The Accent Group Ltd (ASX: AX1) share price has been well and truly out of form in 2022.
Since the start of the year, the footwear-focused retailer's shares have fallen 46% to $1.32.
Is the Accent share price good value now?
The good news for investors is that one leading broker believes the weakness in the Accent share price has dragged it down to a very attractive level.
According to a note out of Bell Potter, the broker has reiterated its buy rating and $2.20 price target on the company's shares.
Based on the current Accent share price, this implies potential upside of 67% for investors.
But it gets even better as Accent traditionally shares a good portion of its profits with shareholders. Bell Potter doesn't expect this to change and is forecasting payout ratios of ~80% for FY 2022 and FY 2023.
This is expected to lead to fully franked dividends per share of 5.8 cents in FY 2022 and then 10.7 cents in FY 2023. This implies potential yields of 4.4% and 8.1%.
Why does Bell Potter rate it as a buy?
Bell Potter notes that Accent's shares are trading at a lowly 9.8x estimated FY 2023 earnings.
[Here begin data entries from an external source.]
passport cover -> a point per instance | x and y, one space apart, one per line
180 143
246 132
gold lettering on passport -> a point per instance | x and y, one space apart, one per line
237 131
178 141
It believes this is too cheap considering the company's dominant market position in the Australian footwear market (~30% market share) and its significant opportunity in athleisure. It explained:
AX1 is currently trading on 9.8x FY23e P/E (BPe) which we think looks conservative given its dominant market share in the Australian footwear retailing industry and growth outlook in the youth focused sports apparel vertical.
We think AX1 has a long runway ahead in terms of the athleisure market opportunity and is well placed to gain share given its accelerated vertical sales strategy. We sit ~6% ahead of consensus NPAT expectations for FY24e primarily driven by higher store based revenues & vertical sales assisted by the Glue Store roll out which in our view should see overall margin expansion through the medium term.